Фюрер. – Из всего изложенного я усматриваю только одно – и это является для меня решающим – необходимо избегать такого положения, когда у нас самих могли бы создаться ложные представления. Я всегда считал, что очень мало людей, которые в критические моменты способны сохранять полное хладнокровие и не создавать себе иллюзий. Поговорка, что утопающий хватается за соломинку, к сожалению, верна.
Теперь у нас достаточно людей. В хозяйстве Розенберга они сидят без дела. Есть они и при армии. Это бывшие балтийские дворяне, украинские эмигранты, которые обжились в Германии и даже получили гражданство, но которые смотрят на немецкую освободительную кампанию с радостью посторонних! В перспективе они видят не наши национальные цели, а свои собственные. Каждый народ думает о себе, и ни о ком другом! Все эти эмигранты и “советчики” хотят только подготовить себе позиции на будущее.
Сегодня перед нами именно такая опасность. Здесь я могу лишь сказать: мы никогда не создадим русской армии – это фантазия первого разряда! Прежде чем это сделать, будет гораздо лучше, если я из русских солдат наберу для Германии рабочих. Мне не нужно русской армии, которую придется целиком пронизывать немецким скелетом.

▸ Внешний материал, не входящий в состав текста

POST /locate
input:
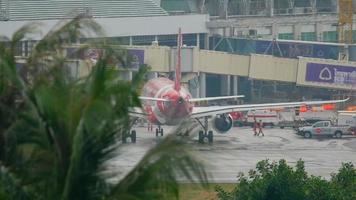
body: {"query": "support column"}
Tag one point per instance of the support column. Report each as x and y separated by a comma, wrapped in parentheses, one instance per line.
(235, 85)
(319, 31)
(130, 40)
(225, 85)
(198, 40)
(270, 8)
(297, 32)
(202, 85)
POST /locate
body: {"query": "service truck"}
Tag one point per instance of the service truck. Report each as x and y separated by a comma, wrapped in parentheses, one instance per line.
(267, 117)
(323, 128)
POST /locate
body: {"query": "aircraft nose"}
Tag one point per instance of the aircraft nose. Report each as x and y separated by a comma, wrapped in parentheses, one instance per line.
(180, 100)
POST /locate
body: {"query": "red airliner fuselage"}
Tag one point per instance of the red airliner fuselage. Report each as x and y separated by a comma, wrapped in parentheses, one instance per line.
(166, 112)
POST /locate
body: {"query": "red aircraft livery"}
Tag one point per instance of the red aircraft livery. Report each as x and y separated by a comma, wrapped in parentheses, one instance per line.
(166, 102)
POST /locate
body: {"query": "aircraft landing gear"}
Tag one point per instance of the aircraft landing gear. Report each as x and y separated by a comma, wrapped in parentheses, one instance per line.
(131, 135)
(159, 131)
(205, 133)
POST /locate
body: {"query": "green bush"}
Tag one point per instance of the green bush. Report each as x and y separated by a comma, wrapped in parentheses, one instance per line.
(272, 180)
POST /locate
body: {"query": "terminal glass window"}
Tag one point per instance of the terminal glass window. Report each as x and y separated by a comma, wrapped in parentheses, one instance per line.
(330, 36)
(308, 36)
(143, 40)
(286, 36)
(167, 40)
(353, 36)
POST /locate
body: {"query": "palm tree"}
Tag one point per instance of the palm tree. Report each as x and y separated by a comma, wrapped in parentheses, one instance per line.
(61, 130)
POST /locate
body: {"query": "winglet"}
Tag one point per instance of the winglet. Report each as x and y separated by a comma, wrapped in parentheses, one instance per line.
(178, 61)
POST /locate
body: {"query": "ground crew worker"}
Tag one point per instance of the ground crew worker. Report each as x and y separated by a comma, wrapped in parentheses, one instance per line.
(255, 128)
(260, 125)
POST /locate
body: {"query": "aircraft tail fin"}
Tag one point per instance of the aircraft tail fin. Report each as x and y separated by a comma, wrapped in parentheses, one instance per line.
(178, 61)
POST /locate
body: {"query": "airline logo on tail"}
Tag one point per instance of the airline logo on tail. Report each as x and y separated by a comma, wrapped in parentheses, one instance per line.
(178, 61)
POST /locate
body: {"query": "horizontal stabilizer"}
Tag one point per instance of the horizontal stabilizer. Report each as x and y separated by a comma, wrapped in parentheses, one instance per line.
(215, 98)
(153, 99)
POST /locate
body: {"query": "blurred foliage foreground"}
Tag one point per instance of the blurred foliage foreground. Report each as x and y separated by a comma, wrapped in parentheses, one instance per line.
(57, 132)
(278, 181)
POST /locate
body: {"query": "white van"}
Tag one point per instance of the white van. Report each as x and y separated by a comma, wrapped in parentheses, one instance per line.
(348, 119)
(268, 117)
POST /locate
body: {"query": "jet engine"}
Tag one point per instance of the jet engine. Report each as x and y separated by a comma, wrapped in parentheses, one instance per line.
(222, 123)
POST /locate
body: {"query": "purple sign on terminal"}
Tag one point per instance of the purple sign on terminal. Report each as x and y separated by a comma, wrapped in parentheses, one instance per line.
(326, 73)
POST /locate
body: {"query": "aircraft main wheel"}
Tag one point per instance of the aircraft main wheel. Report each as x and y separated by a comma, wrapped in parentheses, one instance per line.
(201, 137)
(338, 134)
(123, 137)
(307, 134)
(210, 136)
(133, 136)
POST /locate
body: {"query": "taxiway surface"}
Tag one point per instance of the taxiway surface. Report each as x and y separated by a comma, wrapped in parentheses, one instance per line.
(239, 151)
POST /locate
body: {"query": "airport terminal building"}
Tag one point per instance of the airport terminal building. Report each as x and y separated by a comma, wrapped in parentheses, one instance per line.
(268, 50)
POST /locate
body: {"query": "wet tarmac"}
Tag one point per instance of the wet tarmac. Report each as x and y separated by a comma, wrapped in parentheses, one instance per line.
(239, 151)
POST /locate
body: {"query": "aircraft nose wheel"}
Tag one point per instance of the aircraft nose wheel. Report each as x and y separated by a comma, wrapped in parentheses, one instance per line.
(159, 131)
(131, 135)
(203, 135)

Нам следует решительно избегать даже возникновения такой мысли: может быть, наступит день, когда дела пойдут совсем плохо и потребуется создание украинского государства, и тогда мы получим дополнительный миллион солдат… Мы ничего не получили бы, ни одного человека! Никаких отдаленных целей я намечать не могу и в смысле создания других независимых или автономных государств.
Кейтель. – В расширении так называемых туземных частей и в их вооружении наши генералы усматривают средства для ликвидации тревожного состояния, существующего в тыловых районах.
Фюрер. – Об этом расскажет Цейтцлер.
Цейтцлер. – Всего мы имеем 1 полк, 122 роты и 78 батальонов туземцев, из которых 47 находятся на Украине и в распоряжении командующего Запасной армией. Имеется еще особая категория численностью в 60 тысяч человек. Это своеобразная разновидность охраны. Они сведены в мелкие группы.
Фюрер. – Это правильно. Без них нельзя обойтись.
Цейтцлер. – В добровольных помощниках приблизительно до четверти миллиона человек.
Кейтель. – В них я не усматриваю ни политической, ни пропагандистской проблемы. Что касается туземных соединений, там дело опаснее.
Фюрер. – Решающий момент заключается не в самом существовании этих соединений. Мы ни в коей мере не должны обмануться насчет того, чего вообще можно от них ждать!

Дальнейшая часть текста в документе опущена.